Editor’s note: In a call back to days gone by, we’re occasionally going to revisit a series we did years ago, when the Mavericks were bad and Andrew Tobolowsky had words to type. We’re still a ways out from games that matter, so here’s something fun.
I take the tramway to downtown Dallas because the parking outside Arcifrecturtronics Arena is horrendous. It’s easy, the tramway has a platform a few hundred feet from the arena and you can just walk right up. I go see the Dallas Mavericks play about once a week, so convenience is a big deal to me.
I wait in line to get in the arena, browsing Twitter.
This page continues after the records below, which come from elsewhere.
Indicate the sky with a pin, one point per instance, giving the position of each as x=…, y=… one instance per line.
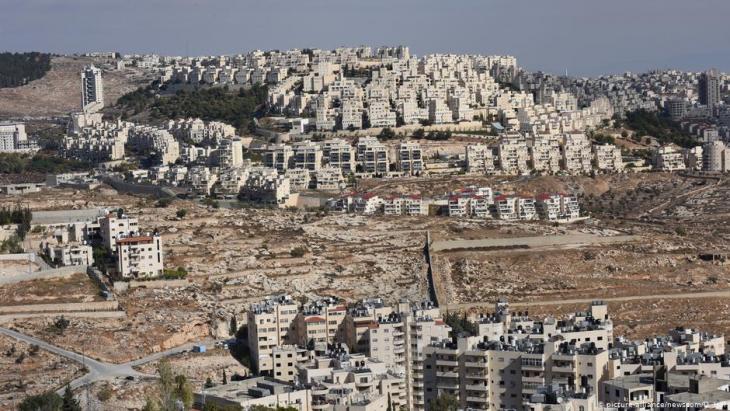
x=584, y=37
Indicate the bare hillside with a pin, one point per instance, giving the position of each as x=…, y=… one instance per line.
x=59, y=91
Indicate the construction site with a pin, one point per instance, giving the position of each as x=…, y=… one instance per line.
x=652, y=249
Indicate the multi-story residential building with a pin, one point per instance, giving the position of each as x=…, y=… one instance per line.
x=479, y=159
x=256, y=392
x=329, y=178
x=439, y=112
x=278, y=157
x=557, y=207
x=545, y=154
x=156, y=141
x=512, y=154
x=340, y=379
x=576, y=153
x=14, y=139
x=270, y=325
x=307, y=155
x=380, y=114
x=709, y=89
x=265, y=185
x=715, y=157
x=512, y=357
x=70, y=254
x=607, y=158
x=340, y=154
x=407, y=205
x=410, y=158
x=668, y=158
x=372, y=156
x=139, y=256
x=114, y=226
x=92, y=89
x=319, y=321
x=201, y=179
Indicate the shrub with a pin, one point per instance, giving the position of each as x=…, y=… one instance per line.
x=298, y=252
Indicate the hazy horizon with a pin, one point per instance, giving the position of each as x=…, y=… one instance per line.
x=583, y=36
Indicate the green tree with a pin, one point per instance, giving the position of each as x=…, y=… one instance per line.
x=386, y=134
x=233, y=329
x=49, y=401
x=69, y=402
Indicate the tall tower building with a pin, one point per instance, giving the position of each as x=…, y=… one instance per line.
x=709, y=88
x=92, y=90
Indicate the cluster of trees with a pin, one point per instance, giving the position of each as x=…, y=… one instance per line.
x=51, y=401
x=433, y=135
x=175, y=273
x=660, y=126
x=18, y=215
x=17, y=69
x=15, y=163
x=460, y=324
x=172, y=391
x=211, y=104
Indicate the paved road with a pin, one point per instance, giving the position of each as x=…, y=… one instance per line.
x=706, y=294
x=549, y=241
x=97, y=370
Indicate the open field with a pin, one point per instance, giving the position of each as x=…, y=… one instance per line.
x=27, y=371
x=59, y=91
x=649, y=237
All the other social media companies failed, but somehow, Twitter remains. It’s like a cockroach that won’t die. When I reach the gate, my ticket is automatically read on my NetLu phone. I pass through a metal detector, then a banned plastics detector, and finally a large German Shepherd sniffs me warily.
Inside the doors, I’m handed a bobble head of Champ and 17 NFTs are downloaded onto my ticket account. I did not ask for them and don’t know how to delete them or the 57 others in my account. My entire collection is worth seven dollars and change.
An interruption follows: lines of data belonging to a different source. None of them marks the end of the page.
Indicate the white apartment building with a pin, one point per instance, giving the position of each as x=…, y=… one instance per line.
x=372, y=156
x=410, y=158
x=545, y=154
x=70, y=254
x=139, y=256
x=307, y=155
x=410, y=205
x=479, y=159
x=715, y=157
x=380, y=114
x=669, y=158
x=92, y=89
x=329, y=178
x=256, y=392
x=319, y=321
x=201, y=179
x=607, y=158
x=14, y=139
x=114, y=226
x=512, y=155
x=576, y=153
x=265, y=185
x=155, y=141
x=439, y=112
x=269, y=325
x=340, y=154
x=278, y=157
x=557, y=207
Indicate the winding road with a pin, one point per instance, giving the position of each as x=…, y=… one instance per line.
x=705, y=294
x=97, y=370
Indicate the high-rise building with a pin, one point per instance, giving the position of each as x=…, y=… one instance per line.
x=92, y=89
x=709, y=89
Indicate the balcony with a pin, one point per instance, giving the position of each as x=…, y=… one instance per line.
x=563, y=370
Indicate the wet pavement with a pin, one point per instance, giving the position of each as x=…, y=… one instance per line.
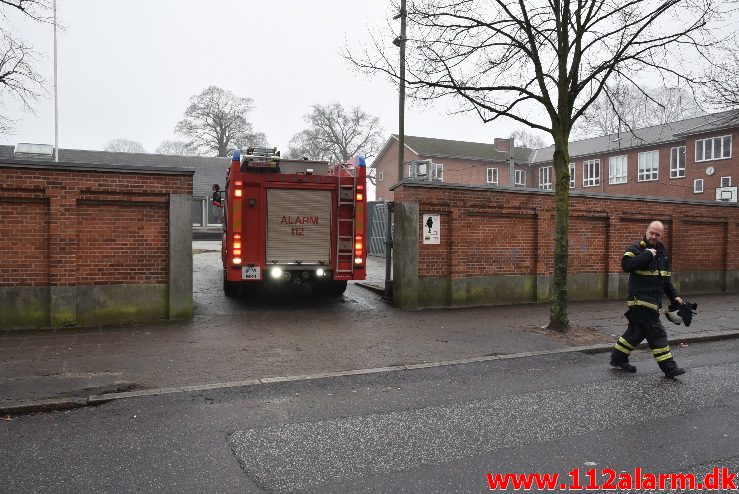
x=296, y=335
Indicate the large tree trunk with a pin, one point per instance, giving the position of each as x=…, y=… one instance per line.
x=558, y=320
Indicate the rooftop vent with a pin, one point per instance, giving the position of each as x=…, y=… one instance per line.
x=29, y=150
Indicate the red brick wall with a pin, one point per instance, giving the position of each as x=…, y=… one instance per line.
x=24, y=242
x=76, y=227
x=494, y=232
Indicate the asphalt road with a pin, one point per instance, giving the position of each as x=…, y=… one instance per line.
x=439, y=429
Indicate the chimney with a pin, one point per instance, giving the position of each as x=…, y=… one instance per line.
x=502, y=145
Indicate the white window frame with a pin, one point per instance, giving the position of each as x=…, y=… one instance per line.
x=437, y=172
x=678, y=155
x=719, y=148
x=591, y=173
x=519, y=178
x=545, y=177
x=572, y=175
x=618, y=167
x=492, y=176
x=648, y=168
x=203, y=212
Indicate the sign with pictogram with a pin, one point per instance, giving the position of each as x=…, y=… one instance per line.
x=431, y=229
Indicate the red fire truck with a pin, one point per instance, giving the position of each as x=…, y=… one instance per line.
x=294, y=221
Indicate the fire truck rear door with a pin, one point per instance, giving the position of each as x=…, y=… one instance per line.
x=298, y=226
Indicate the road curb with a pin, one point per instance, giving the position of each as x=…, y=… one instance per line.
x=24, y=407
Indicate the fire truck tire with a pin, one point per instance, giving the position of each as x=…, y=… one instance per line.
x=230, y=288
x=332, y=288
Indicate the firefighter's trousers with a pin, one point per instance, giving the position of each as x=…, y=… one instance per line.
x=644, y=323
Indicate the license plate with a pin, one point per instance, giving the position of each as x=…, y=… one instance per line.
x=251, y=273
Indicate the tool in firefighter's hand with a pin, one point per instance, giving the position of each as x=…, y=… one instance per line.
x=679, y=313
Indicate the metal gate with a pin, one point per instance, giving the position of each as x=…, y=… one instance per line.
x=377, y=216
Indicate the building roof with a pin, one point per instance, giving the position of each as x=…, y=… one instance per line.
x=208, y=170
x=648, y=136
x=429, y=147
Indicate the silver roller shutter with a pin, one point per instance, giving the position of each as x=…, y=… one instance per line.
x=298, y=226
I splurge for the cheese covered meat cubes. A lot of people are put off by the fact that the meat is grown in the lab and is of dubious origins, but I don’t mind. It tastes fine. I settle into my seat and watch the players warm up. The team isn’t good, hasn’t been good since Luka left for the Miami Heat. But they’re a spirited bunch and I like to watch basketball.
The new edition of the Seattle Supersonics jump out to a 20-7 lead. The crowd is dead, but the Mavs dancers are going through their routine and Champ is trying to rouse people into making some noise. Mavs Man used to be better at this, but he was banned years ago due to inciting terror among children. It’s the last good thing the government has done.
By the middle of the second quarter, the Mavericks are down 48-24 and even I’m a little bored. There’s a rookie who’s promising, Chandler Jones, but he’s still learning the ropes of being in the NBA. He’s getting bullied around the court, and the guy next to me observes that Jones needs to put on some weight. I joke that he should eat the meat cubes.
At halftime a gang of Real Hoopers storm the floor. They wear chains bearing the icons of the saints they praise—Lou Williams, Trae Young, and Jamal Crawford. They get off dozens of shots and beat their chest before the Mavs Maniacs toss them out of the arena. I used to wish the Maniacs would return to the affable and slightly overweight goofs that entertained us during breaks, but today I was grateful that they’re now actual maniacs fueled by steroids and Red Bull.
The rest of the game goes by pretty quickly. It turns into a layup line for the SuperSonics, and I get to see some pretty cool dunks, which is always fun. The four years where Commissioner Mark Tatum outlawed them were pretty bland. When the game ends, another NFT of the score is downloaded onto my account, as if I want to remember this. I ask the teenager next to me if he wants me to transfer it to him, no cost, and he just shrugs. “I’m just here to make some videos for my page,” he says. “On Tiktok?” I ask. “Haha, no, not Tiktok gramps,” he replies. I pour what’s left of my craft hazy sour IPA in his lap and head for the exit.
As I’m leaving, I glance up at the rafters and think I see Mavs Man lurking. I feel bad for him, but it’s better this way. I buy some meat cubes for the road, but skip the cheese. I’m trying to be more healthy. On the tramway home, I find that little punk’s page and report it for terrorism, hateful speech, the works. Then I skim a mock draft for next summer.